Eat a dollop or two of plain yoghurt every day
Being protein-rich, yoghurt makes you feel more full than a high-carb breakfast, meaning it can help to ward off hunger pangs for a couple of hours afterwards, and eating it regularly could aid weight loss. Some researchers have suggested consuming calcium-rich foods such as yoghurt makes it harder for the body to absorb fat from food. And a review of 22 studies for a paper in the International Journal of Obesity found that yoghurt-eaters typically have smaller waists and lower body fat than those who don’t consume it very often or at all. “It needs to be plain milk yoghurt, with nothing else added to it, for the benefits,” says the nutrition therapist Ian Marber.
Eat more fermented foods
Foods such as kimchi, kefir, sauerkraut and kombucha help to improve the health of the microbiome, the trillions of bacteria, viruses and fungi that inhabit our gut, and in turn can also help to control weight. Indeed, researchers at the University of Washington established that the presence of good gut microbes influenced how many pounds dieters were able to lose. Those who consistently shed at least a couple of pounds each month had greater microbial diversity from a varied diet. “Our microbiome helps to regulate the metabolism and influences whether we are lean or overweight,” says Dr Megan Rossi, a research fellow in the department of nutritional sciences at King’s College London. “And fermented foods are very beneficial for gut health. “
If you need to snack, have nuts
Between meals, opt for a few plain, unroasted Brazil nuts, cashews, hazelnuts, macadamias, pecans, pine nuts, pistachios or walnuts.
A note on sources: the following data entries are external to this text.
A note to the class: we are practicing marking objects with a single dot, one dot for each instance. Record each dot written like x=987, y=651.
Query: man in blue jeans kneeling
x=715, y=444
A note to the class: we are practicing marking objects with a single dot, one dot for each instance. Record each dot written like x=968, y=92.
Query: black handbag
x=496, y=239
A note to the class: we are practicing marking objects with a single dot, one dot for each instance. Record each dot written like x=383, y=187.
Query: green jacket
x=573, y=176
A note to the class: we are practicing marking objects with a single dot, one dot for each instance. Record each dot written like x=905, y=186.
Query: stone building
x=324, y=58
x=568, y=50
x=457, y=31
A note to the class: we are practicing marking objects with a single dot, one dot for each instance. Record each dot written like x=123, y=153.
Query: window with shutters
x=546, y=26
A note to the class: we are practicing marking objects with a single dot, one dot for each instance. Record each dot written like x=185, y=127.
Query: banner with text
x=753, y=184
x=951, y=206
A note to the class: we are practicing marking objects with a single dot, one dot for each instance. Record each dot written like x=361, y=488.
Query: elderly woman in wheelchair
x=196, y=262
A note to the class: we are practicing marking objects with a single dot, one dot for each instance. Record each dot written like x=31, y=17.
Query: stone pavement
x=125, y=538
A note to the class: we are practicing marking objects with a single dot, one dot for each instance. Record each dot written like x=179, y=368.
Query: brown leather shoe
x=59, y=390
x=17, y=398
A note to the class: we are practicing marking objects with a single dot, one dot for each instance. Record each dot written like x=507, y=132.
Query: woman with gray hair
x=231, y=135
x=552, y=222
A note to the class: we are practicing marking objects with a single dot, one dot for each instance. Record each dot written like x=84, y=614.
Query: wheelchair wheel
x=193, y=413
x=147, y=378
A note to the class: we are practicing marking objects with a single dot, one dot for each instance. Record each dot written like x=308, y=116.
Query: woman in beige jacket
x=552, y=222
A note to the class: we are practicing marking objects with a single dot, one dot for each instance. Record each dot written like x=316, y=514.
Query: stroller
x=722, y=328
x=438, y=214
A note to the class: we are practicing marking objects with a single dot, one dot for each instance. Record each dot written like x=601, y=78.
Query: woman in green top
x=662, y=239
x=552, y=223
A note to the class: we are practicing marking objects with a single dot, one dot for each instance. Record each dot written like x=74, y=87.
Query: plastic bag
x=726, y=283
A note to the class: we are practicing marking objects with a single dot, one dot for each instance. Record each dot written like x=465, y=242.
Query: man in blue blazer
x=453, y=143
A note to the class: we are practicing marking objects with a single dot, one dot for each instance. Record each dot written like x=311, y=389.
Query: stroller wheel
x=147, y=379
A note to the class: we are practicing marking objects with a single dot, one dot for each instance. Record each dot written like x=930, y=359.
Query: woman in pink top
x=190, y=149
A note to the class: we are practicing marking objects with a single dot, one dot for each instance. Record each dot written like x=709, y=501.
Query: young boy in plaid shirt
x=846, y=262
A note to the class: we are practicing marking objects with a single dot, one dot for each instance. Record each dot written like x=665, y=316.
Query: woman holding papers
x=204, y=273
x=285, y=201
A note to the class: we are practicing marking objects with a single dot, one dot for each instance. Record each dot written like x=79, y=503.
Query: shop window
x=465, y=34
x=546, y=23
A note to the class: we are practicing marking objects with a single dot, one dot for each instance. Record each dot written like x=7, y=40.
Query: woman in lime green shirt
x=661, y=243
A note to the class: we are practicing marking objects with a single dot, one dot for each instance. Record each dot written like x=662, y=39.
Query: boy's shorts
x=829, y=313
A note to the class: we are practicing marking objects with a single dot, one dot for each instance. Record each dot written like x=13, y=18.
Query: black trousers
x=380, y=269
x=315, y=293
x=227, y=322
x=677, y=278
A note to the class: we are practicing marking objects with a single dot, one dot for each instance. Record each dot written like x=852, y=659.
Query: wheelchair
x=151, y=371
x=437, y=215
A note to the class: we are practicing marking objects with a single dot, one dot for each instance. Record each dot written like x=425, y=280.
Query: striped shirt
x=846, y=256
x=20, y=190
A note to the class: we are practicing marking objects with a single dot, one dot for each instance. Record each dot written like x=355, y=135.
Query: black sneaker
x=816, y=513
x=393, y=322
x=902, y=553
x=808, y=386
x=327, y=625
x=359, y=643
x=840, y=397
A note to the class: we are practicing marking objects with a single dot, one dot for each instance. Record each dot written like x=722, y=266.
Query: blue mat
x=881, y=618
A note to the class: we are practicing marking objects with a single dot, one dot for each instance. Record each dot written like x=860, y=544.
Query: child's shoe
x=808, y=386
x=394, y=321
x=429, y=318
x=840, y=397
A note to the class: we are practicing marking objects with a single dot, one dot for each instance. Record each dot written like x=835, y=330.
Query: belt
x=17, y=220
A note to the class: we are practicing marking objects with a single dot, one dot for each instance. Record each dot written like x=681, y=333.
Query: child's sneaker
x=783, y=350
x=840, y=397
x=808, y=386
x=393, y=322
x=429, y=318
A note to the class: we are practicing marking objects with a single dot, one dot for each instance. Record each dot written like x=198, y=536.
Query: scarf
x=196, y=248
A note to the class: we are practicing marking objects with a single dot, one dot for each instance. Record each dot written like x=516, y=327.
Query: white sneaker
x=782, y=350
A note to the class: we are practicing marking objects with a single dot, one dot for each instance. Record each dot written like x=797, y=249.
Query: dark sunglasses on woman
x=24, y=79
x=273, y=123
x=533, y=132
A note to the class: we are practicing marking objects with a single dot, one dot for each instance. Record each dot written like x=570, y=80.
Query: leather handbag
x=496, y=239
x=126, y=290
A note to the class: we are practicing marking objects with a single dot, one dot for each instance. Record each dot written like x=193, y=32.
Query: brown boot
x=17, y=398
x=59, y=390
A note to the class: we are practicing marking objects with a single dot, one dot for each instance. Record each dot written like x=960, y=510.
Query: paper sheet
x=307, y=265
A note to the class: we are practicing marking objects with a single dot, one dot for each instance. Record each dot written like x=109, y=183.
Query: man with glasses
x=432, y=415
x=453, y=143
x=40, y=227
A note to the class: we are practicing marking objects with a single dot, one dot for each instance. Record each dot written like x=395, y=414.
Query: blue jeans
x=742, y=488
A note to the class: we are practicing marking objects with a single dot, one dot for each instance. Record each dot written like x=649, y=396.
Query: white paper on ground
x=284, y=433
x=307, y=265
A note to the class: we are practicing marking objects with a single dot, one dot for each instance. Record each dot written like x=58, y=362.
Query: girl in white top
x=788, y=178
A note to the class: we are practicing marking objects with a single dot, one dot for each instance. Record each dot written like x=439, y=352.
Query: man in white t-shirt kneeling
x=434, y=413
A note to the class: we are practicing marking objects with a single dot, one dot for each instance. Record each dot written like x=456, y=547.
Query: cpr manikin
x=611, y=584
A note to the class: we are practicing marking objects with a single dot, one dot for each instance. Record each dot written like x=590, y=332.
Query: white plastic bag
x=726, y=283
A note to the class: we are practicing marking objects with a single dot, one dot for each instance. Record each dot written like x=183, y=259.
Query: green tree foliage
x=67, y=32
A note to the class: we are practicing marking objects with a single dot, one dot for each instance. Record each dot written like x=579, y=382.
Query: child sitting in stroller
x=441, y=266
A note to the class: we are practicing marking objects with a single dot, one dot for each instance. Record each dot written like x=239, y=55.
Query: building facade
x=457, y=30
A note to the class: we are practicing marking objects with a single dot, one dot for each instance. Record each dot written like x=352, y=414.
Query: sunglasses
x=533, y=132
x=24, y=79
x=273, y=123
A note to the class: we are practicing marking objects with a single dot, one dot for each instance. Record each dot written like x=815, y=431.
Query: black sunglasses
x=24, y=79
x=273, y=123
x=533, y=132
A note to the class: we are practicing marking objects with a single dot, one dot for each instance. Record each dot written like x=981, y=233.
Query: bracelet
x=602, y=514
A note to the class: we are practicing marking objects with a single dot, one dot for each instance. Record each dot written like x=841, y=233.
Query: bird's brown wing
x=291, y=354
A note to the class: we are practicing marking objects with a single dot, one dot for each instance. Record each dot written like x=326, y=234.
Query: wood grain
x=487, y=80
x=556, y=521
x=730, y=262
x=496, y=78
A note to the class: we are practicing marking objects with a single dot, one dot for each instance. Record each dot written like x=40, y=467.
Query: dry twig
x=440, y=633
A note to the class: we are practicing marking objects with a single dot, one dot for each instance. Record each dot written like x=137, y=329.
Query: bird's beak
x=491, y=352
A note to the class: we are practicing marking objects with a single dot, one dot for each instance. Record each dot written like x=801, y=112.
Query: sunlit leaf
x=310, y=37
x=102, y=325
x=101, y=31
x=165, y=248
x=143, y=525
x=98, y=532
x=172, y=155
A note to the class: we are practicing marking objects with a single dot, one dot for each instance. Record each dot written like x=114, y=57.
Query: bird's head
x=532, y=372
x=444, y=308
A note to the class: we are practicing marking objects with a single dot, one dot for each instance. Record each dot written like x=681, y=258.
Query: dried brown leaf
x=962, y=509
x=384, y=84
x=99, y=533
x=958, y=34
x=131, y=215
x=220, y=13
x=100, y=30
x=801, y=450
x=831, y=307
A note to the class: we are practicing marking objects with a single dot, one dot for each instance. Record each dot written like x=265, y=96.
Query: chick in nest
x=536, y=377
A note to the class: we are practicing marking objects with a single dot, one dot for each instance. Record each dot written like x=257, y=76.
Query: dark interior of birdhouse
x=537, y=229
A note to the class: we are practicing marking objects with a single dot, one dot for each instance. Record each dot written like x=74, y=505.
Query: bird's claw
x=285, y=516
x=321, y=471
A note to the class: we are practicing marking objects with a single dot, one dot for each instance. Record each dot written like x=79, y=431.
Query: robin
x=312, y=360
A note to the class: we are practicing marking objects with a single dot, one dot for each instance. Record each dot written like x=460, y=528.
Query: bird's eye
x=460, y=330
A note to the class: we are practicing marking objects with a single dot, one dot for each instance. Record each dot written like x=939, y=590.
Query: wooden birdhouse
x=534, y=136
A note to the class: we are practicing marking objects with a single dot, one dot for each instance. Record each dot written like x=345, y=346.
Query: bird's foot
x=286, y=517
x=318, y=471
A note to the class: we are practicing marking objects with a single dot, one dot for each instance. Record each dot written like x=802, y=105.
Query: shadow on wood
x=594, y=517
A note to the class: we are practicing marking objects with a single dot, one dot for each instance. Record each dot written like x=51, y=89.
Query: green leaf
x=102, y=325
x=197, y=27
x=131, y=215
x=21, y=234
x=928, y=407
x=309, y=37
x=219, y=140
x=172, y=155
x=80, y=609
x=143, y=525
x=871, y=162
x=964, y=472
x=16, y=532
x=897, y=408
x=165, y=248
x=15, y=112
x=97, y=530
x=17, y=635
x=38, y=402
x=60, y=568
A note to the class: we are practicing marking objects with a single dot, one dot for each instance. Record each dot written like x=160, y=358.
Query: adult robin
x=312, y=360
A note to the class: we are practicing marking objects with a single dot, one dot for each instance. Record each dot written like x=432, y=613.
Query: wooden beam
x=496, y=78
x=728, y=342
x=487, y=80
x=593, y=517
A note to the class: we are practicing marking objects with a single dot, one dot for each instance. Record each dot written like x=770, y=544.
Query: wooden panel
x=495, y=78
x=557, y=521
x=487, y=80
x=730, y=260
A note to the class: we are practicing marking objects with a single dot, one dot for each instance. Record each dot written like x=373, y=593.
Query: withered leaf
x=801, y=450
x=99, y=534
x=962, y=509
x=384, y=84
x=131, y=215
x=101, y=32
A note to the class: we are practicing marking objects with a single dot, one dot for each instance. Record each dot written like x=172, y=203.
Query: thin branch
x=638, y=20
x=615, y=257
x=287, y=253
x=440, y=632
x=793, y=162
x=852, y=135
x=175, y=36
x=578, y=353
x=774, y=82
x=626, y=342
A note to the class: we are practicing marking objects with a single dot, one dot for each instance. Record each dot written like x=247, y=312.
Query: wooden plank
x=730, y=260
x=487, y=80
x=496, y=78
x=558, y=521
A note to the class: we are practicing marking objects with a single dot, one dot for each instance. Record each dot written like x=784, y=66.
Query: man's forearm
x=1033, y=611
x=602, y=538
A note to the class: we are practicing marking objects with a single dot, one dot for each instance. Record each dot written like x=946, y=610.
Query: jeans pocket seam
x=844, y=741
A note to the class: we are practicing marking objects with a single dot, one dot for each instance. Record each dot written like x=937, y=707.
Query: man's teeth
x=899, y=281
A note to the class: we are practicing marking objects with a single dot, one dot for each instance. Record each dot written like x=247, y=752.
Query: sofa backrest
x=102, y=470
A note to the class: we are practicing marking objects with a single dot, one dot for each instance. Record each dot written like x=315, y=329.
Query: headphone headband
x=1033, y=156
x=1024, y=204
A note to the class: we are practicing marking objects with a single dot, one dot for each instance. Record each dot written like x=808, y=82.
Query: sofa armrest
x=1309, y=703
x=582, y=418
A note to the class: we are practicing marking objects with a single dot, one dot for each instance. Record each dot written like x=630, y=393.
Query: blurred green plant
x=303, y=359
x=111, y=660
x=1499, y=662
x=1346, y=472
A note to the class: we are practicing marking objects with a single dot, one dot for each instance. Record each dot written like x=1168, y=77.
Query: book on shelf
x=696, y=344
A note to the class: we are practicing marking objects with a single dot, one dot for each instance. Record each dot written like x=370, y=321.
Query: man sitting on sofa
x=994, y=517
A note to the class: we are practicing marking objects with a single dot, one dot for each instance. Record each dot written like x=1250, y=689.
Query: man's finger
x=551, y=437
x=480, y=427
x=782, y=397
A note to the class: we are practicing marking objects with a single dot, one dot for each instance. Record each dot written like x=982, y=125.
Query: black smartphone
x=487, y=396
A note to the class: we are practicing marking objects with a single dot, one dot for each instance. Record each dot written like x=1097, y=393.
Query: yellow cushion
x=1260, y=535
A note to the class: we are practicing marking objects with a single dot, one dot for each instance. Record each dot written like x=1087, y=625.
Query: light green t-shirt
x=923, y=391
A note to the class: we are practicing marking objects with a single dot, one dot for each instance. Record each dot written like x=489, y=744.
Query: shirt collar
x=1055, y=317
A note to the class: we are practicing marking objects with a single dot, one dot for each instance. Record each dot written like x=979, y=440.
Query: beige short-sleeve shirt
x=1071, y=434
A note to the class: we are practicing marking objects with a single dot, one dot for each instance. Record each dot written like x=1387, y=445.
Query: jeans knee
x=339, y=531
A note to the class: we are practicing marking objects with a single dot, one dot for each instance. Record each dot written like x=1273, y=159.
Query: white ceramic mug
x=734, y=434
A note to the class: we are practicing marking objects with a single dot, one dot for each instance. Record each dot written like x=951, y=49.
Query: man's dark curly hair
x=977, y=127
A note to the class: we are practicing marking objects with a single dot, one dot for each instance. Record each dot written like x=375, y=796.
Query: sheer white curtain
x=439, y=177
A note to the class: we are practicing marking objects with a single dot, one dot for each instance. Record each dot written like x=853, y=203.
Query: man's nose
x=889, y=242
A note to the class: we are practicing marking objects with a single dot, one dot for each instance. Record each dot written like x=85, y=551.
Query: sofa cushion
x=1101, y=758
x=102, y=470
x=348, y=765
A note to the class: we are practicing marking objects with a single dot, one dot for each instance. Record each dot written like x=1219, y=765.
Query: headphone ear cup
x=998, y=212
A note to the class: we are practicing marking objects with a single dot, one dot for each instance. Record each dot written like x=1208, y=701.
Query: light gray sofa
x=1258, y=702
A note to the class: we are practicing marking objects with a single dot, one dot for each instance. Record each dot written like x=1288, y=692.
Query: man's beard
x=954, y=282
Research has found that dieters who snacked on 40g of these tree nuts, rather than a plain pretzel snack, lost about half a stone in 12 weeks. After 24 weeks the nut-snackers were maintaining the weight loss, whereas the pretzel eaters were putting pounds back on, despite them containing the same number of calories. “Tree nuts are a great source of protein, healthy fats and fibre, which is what makes them so satiating,” explained Zhaoping Li, professor of medicine at UCLA and lead author of the paper.
Get one extra hour’s sleep a night
A recent study from the University of Chicago showed that getting just one extra hour of sleep a night helped people to lose half a stone. Dr Esra Tasali of the University of Chicago found that when young, overweight adults who usually slept fewer than 6.5 hours a night increased this by an average of 1.2 hours a night they consumed 270 fewer calories a day, largely because they were sleeping when they usually snacked late at night. Tasali says the reduction in energy intake roughly translated to 26lbs of weight loss over three years — or about half a stone a year — if the effects were maintained long-term.